2.2. La décision de la cour administrative d'appel de Nancy écarte deux justifications de la réalité de la livraison ordinairement retenues

La preuve de l'expédition ou du transport d'un véhicule dans un autre Etat membre de la Communauté européenne est établie par l'immatriculation du véhicule dans cet autre Etat membre, postérieurement à sa vente, à condition que cette immatriculation, qui peut être justifiée par un extrait du fichier des véhicules ou par la copie de la carte grise, soit intervenue dans un délai rapproché de la date de facturation (CAA Bordeaux, 4ème ch., 22 janvier 2004, n° 01BX00634, précité). De même, l'immatriculation d'un véhicule dans un autre Etat membre fait partie des exemples de justificatifs cités par la doctrine administrative (instruction du 31 juillet 1992, BOI 3 CA-92 N° Lexbase : X0530AAU et instruction du 28 mars 1997, BOI 3 A-3-97 N° Lexbase : X7145ABA), permettant d'apporter la preuve de l'expédition ou du transport du véhicule dans cet autre Etat membre. La liste établie par la doctrine n'a d'ailleurs qu'une valeur indicative et n'est pas limitative (TA Versailles, 24 avril 2003, n° 98-4609 et 99-2157 précités).

Sur ce point, et s'agissant des justificatifs pertinents établissant la réalité de la livraison, la cour administrative d'appel de Nancy se montre particulièrement exigeante. La cour écarte la certification établie par les services de la préfecture de l'Etat de Rhein-Neckar-Kreis, attestant que les 837 véhicules avaient reçu une carte grise et une immatriculation allemande. La cour juge que ces formalités pouvaient être effectuées sans que les véhicules soient présents sur le territoire allemand. De même, la cour écarte l'attestation produite par la SA Marc Leon International Services par laquelle la société allemande chargée du contrôle technique certifie que ses employés auraient contrôlé les véhicules en cause en 1993 et 1994 dans les locaux de l'intermédiaire allemand avec lequel la SA Marc Leon était en relation. Il est vrai que le document fourni ne porte pas mention du détail des contrôles, des lieux et dates où ils ont été effectués et cela alors même que les pièces jointes faisaient état de la possibilité pour le dirigeant de faire procéder aux contrôles des véhicules sur le territoire français.
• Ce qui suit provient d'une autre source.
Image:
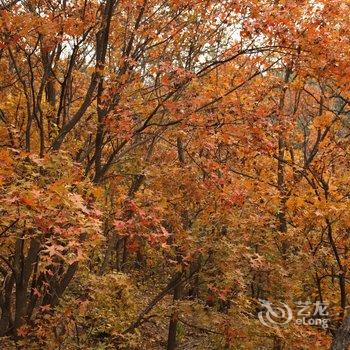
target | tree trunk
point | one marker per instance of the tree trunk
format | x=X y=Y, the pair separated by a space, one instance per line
x=342 y=337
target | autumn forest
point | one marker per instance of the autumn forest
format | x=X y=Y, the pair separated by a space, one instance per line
x=174 y=174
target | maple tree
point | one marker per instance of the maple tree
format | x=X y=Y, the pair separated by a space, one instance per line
x=165 y=165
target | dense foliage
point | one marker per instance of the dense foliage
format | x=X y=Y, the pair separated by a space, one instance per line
x=166 y=165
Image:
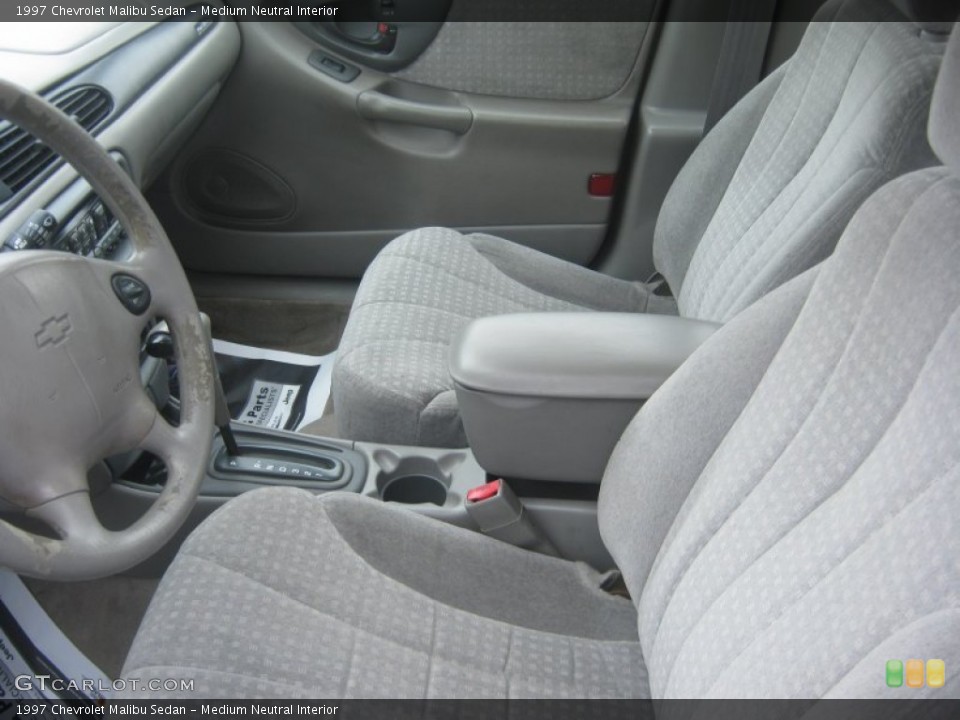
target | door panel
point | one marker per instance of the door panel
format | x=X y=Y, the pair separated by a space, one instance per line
x=490 y=129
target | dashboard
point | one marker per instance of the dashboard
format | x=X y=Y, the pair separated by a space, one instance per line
x=141 y=89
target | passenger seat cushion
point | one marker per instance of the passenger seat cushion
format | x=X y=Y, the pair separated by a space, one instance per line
x=822 y=526
x=391 y=381
x=336 y=618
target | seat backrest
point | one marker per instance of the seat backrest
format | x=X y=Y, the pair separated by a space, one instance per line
x=785 y=509
x=769 y=190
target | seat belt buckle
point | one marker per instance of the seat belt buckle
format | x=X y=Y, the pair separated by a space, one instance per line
x=498 y=512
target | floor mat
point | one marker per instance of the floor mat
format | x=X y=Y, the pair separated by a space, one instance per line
x=306 y=327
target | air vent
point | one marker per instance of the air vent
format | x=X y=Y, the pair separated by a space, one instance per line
x=23 y=158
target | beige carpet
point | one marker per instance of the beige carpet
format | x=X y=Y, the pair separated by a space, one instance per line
x=100 y=617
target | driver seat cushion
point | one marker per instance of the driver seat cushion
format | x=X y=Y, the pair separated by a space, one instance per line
x=340 y=615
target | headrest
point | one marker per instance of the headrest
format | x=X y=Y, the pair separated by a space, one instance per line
x=934 y=16
x=944 y=128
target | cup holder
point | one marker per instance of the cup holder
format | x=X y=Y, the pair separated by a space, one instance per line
x=414 y=489
x=414 y=480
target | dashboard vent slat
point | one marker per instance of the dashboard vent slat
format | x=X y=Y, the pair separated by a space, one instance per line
x=23 y=158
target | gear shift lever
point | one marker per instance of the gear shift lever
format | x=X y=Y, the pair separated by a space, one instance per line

C'est là, sans doute, un exemple des exigences croissantes qui semblent devoir peser sur le fournisseur dans le cadre de la lutte contre la fraude à la TVA.

Notons, enfin, que la décision de la cour administrative d'appel de Nancy, si elle précise les éléments qui permettent à l'administration de remettre en cause une livraison, ne nous permet pas, cependant, de savoir si le service a tiré toutes les conséquences de l'absence de livraison des véhicules en Allemagne et a regardé l'intermédiaire avec lequel traitait la SA Marc Léon International Service comme un intermédiaire opaque disposant éventuellement d'un établissement stable sur le sol français. La disposition de l'article 262 ter amenant à s'interroger sur les exigences qui pèsent sur le vendeur au moment de la vente, doit-il s'en tenir aux apparences de la livraison pour se placer sous le régime de l'article 262 ter I-1°) du CGI ou doit-il exiger de l'acquéreur des éléments qui indubitablement lui permettent de s'assurer de la réalité de la livraison dans le pays de destination ? C'est un débat ouvert entre le juge national et le juge communautaire. La loi de finances pour 2007 a tranché pour partie le débat en codifiant l'alinéa suivant, sous l'article 262 ter du CGI : "l'exonération ne s'applique pas lorsqu'il est démontré que le fournisseur savait ou ne pouvait ignorer que le destinataire présumé de l'expédition ou du transport n'avait pas d'activité réelle".